White Spring Agric. Chems., Inc. v. Glawson Invs. Corp. (11th Cir. Fla. Oct. 17, 2011)
White Springs Agricultural Chemicals, Inc. (“White Springs”), a mining company, appealed the confirmation by the United States District Court for the Middle District of Florida of an arbitration award in favor of Glawson Investments Corp. (“Glawson”), a land owner, granting attorneys’ fees, expert fees, and prejudgment interest. White Springs sought to vacate or modify the arbitration award under sections 10 and 11 of the Federal Arbitration Act (“FAA”).
White Springs and Glawson did business together pursuant to two agreements: an Operating Agreement and Settlement Agreement. The agreements contained identical arbitration clauses. When a property dispute arose between the parties Glawson filed a demand for arbitration with the American Arbitration Association (“AAA”). It was stipulated that the arbitration would be divided into two parts: Phase I consisting of non-monetary claims and injunctive relief, and Phase II consisting of all other disputes and claims, including damages.
The arbitration panel ruled in favor of Glawson on its Phase I claims.
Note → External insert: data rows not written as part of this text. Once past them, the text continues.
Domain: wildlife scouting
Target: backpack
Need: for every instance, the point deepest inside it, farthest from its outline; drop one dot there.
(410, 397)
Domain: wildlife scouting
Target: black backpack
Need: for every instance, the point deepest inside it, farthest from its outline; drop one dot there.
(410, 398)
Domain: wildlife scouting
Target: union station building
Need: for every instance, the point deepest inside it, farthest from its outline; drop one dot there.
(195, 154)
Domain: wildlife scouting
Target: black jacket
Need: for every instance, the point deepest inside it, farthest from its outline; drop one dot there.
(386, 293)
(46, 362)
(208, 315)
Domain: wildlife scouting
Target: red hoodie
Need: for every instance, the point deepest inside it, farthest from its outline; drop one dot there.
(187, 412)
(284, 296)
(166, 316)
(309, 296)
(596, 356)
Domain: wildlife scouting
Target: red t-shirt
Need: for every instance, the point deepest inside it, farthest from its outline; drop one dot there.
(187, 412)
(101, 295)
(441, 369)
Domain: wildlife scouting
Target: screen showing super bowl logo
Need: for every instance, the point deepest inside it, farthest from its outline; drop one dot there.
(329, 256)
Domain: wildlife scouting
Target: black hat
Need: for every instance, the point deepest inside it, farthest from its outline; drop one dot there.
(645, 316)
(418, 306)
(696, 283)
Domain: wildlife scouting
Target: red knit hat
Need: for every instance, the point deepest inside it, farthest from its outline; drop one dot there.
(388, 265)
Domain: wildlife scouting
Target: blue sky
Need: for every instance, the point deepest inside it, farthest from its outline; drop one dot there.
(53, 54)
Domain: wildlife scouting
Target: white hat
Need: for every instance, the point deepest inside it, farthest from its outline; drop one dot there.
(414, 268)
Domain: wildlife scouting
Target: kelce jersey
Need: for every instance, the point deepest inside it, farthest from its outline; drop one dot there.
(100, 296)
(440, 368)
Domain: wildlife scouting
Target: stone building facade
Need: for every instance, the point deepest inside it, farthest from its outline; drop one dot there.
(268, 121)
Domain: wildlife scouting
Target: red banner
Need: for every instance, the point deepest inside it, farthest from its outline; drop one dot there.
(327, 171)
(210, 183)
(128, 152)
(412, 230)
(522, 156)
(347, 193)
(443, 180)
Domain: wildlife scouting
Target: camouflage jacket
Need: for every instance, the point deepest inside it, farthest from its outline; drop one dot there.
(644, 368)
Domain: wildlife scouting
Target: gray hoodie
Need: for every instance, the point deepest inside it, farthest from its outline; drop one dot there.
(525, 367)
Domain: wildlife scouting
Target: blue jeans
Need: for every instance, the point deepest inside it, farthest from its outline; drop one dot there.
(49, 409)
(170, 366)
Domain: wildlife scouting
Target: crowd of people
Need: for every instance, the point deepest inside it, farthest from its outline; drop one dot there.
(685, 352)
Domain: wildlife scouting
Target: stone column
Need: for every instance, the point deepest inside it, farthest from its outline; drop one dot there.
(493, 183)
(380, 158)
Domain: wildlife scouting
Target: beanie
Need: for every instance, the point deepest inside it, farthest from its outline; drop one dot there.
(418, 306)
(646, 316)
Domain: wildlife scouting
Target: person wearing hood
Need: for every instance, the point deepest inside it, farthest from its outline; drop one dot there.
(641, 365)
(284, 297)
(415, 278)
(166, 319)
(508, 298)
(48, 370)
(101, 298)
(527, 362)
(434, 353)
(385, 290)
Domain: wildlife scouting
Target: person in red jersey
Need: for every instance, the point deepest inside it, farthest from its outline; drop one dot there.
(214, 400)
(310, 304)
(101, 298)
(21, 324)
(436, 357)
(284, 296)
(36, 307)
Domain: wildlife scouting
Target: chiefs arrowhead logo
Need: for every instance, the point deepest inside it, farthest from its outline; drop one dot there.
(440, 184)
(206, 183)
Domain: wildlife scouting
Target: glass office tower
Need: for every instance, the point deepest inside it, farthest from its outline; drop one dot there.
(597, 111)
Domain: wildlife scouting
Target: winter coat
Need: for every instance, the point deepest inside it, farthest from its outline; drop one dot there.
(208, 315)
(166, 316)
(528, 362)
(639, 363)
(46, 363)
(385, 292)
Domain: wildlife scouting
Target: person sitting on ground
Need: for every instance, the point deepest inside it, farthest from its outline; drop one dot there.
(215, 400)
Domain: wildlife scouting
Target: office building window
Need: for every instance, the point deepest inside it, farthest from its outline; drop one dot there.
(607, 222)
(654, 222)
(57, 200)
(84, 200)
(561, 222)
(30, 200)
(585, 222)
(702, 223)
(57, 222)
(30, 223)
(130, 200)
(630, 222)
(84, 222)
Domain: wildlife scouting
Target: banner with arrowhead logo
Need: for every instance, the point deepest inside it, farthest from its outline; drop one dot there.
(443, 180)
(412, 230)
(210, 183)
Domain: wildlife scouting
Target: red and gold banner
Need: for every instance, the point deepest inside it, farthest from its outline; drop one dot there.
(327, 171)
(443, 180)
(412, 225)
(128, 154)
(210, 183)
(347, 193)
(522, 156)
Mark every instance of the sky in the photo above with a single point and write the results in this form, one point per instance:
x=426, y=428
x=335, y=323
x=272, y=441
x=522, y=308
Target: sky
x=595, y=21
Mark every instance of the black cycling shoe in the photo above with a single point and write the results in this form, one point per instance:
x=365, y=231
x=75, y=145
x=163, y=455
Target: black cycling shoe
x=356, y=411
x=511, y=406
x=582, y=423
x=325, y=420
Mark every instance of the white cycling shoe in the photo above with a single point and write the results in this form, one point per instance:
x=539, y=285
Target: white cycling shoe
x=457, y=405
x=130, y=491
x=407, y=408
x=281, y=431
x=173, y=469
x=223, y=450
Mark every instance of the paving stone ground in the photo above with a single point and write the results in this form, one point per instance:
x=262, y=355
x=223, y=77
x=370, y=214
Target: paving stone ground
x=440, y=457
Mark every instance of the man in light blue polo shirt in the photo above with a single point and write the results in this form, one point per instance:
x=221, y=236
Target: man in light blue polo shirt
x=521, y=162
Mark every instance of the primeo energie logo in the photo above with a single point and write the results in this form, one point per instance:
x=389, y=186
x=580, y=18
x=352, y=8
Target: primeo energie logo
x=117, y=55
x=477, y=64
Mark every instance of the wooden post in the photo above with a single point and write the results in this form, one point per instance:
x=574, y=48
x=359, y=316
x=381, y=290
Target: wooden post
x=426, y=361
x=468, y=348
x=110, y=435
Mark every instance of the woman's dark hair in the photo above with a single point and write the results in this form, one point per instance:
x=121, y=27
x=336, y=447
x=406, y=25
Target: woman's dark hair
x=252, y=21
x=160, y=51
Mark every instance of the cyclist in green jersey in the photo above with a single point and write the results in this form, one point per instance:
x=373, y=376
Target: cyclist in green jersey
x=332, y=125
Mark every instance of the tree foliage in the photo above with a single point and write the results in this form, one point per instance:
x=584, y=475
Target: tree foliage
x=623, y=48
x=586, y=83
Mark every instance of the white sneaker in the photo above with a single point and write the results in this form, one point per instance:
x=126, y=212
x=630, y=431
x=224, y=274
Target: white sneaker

Thereafter, in preparation for Phase II, the parties filed a joint list of issues to be resolved in Phase II. Additionally, Glawson filed a separate motion seeking to clarify that it was also seeking attorneys’ fees as part of it damages in Phase II. Over White Springs’ objection, the arbitration panel decided to allow evidence of attorneys’ fees and costs as damage elements in Phase II. Ultimately, after hearing the Phase II claims, the panel determined that Glawson was entitled to attorneys’ fees and costs. The District Court confirmed and White Springs appealed.
The court noted that sections 10 and 11 of the FAA provide the exclusive means by which a federal court may upset an arbitration panel’s award. Section 10 empowers the court to vacate an arbitration award where the arbitrators exceed their powers, or so imperfectly execute them that a mutual, final, and definite award upon the subject matter submitted is not made. Section 11 allows for modification of an award where the arbitrators have awarded upon a matter not submitted to them. According to the court, because these sections are the exclusive means for upsetting an arbitration award, a panel’s incorrect legal conclusion is not grounds for vacating or modifying the award.
White Springs argued that the award must be vacated because it exceeded the powers of the arbitration panel. The court took the position that because arbitrators derive their powers from the agreement between the parties, the court must look to the terms of the governing arbitration clause to determine the powers of the arbitration panel. As between White Springs and Glawson, the governing clause allowed for awards of attorneys’ fees and costs. In the court’s view, White Springs could not overcome the “high hurdle” necessary for vacating an arbitration award when there is a plain basis for the panel’s award in the parties’ agreement.
White Springs also argued that the issue of attorneys’ fees was not properly submitted to the panel. There was no dispute that Glawson presented the issue to the arbitration panel in its motion prior to Phase II. The court considered whether this motion effectively submitted that claim to the panel and ultimately concluded that the issue was properly submitted. It was clear to the court that the panel plainly believed that the issue had been submitted and had reviewed the positions of Glawson and White Springs with respect to the issue before making its decision.
The court noted that the timing of Glawson’s request for attorneys’ fees is not determinative of proper submission. It did not matter to the court that Glawson did not demand attorneys’ fees in its initial complaint. Although the panel never explicitly ruled that the claim could proceed, it did grant the relief sought therein, which the court viewed as a strong indication that the panel had indeed consented to that claim. It did not matter to the court that Phase I attorneys’ fees were sought in Phase II because the parties had stipulated that all other disputes would be resolved during Phase II. For the court, the arbitration was continuous, and the parties’ agreement to conduct the arbitration in two distinct phases did not restrict the rights of either party to assert monetary claims in Phase II.